1

I have this regex string:

 ("prodcssstart.*prodcssend","xx")

and my file like this:

 prodcssstart
<!--<link href="content/bundles/css.min.css" rel="stylesheet" />-->
 prodcssend

But when I run it then it fails to find the expression.

Can someone suggest what I might be doing wrong, I've simplified it so much but I am thinking maybe there is a problem with the .* that I use to match everything. Any help would be much appreciated.

Alan2
  • 23,493
  • 79
  • 256
  • 450
  • 2
    Which regex system are you using? Are the parentheses meant to be grouping characters or literals? There's no `,"xx"` in your text, so it really isn't clear what you are trying to do (unless that is the search and replace strings in function call parentheses — but that just goes to affirm that you need to be a lot clearer about what you're up to).
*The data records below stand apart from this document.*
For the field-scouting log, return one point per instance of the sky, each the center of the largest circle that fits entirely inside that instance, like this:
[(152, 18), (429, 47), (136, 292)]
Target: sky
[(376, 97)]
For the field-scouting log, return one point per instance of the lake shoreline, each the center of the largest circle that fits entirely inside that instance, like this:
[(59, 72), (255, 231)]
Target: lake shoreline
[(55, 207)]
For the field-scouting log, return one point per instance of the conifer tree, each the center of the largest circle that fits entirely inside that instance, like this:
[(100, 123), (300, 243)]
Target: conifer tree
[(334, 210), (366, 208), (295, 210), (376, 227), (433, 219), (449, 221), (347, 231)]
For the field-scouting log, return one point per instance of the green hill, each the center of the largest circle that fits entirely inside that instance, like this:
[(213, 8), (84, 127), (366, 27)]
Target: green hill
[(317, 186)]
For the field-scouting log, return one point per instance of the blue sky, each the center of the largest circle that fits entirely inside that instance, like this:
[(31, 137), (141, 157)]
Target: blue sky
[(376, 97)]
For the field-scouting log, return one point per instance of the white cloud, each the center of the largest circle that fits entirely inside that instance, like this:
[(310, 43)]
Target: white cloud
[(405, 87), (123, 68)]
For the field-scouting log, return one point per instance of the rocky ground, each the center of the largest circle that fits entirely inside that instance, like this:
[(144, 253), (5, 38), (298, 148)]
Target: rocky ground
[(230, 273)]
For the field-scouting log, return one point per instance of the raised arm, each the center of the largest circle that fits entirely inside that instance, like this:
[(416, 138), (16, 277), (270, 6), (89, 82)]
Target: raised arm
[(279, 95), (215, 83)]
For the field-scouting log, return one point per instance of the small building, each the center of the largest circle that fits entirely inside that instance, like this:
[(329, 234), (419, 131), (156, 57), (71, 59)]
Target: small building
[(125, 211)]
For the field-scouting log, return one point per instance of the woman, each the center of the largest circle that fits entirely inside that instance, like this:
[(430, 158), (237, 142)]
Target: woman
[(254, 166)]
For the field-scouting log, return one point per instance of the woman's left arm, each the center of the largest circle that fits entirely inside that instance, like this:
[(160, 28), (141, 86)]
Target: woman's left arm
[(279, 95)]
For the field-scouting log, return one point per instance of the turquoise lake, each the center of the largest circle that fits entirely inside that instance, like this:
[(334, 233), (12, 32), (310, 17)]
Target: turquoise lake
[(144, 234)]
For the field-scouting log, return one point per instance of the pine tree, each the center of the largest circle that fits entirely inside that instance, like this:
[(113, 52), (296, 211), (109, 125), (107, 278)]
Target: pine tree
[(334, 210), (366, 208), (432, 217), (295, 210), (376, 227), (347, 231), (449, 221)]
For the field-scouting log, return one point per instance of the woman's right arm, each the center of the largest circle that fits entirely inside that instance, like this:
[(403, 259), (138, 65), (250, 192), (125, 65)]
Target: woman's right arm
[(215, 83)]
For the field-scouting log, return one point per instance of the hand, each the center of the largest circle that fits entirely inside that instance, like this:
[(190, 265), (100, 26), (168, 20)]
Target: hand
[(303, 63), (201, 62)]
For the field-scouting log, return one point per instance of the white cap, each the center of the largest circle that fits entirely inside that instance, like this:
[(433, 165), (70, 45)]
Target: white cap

Also, does your regex system match across newlines by default. – Jonathan Leffler Mar 27 '16 at 06:23
  • 1
    In most regex conventions, dot does not match newline. – Gene Mar 27 '16 at 06:26
  • Also see https://meta.stackoverflow.com/questions/285733/should-give-me-a-regex-that-does-x-questions-be-closed – sashoalm Mar 27 '16 at 09:19

2 Answers2

2

First of all, you can't parse HTML with regex.

But in your case the problem is most likely caused by newlines, because by default the dot doesn't match the newline. You need to pass the proper switch to disable this (e.g. re.DOTALL in Python and s in Perl).

Community
  • 1
  • 1
wRAR
  • 25,009
  • 4
  • 84
  • 97
1

You could come up with a tempered greedy token solution:

prodcssstart
(?:(?!prodcssend).)*
prodcssend

Breakdown:

  • look for prodcssstart
  • match any character as long as it is not followed by prodcssend
  • match prodcssend

See a demo on regex101.com (mind the different modifiers!).

Jan
  • 42,290
  • 8
  • 54
  • 79